Freelance National Executive member Kevin Cooper told the November
London Freelance branch meeting that "The only reason this judgement
was obtained was that the courts in Northern Ireland knew that the
world was watching them. Statements of support for Ed, including those
from LFB and Freelance Industrial Council - which responded before
the rest of the union - were important to ensuring the courts
knew people are concerned with human rights."
Kevin was gratified how well other trades unionists in Northern Ireland
understood the issues and how readily they offered support. The case
concerned an interview Ed did with William Stobie, who was charged
with the murder in 1989 of solicitor Pat Finucane. Ed promised to
keep the interview confidential until Stobie got into trouble -
and published a page-and-a-half in the Sunday Tribune when
he was arrested. Clearly there couldn't be much left in the notes.

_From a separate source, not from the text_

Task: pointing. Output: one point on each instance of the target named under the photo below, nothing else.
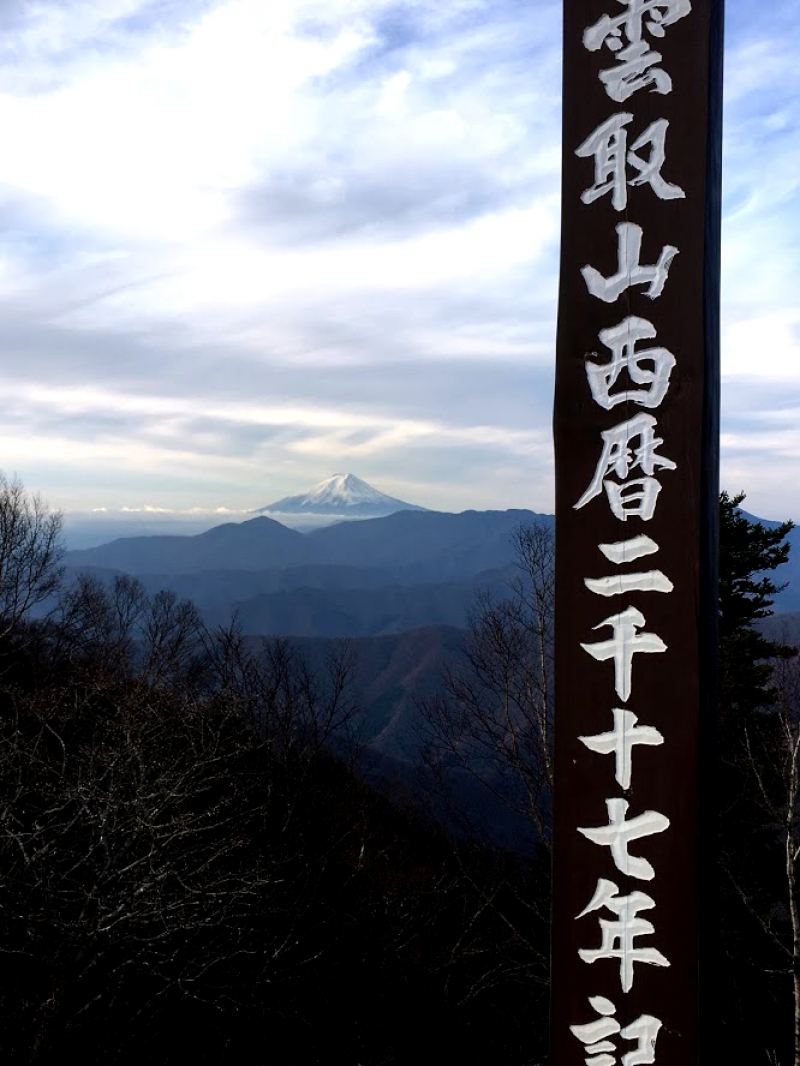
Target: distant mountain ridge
(344, 495)
(436, 545)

But for any journalist to break the confidence of a source alleged
to be involved both with paramilitary groups and with British Intelligence
could endanger the lives of all journalists. Fortunately, the nature
of the Appeal Court finding "raises the barrier for proceedings
against journalists in Northern Ireland," Kevin said. Until now,
mere suspicion by a police officer had often been sufficient to get
a court order.
Meanwhile, the new inquiry into the Bloody Sunday shootings is likely
to issue more orders against journalists. It has already asked the
NUJ for the addresses of 13 journalists - three of whom were
11, 10 and unborn at the time of the 1972 killing of 14 people in
Derry. General Secretary John Foster responded that the union's
Code of Conduct prevented it disclosing confidential information.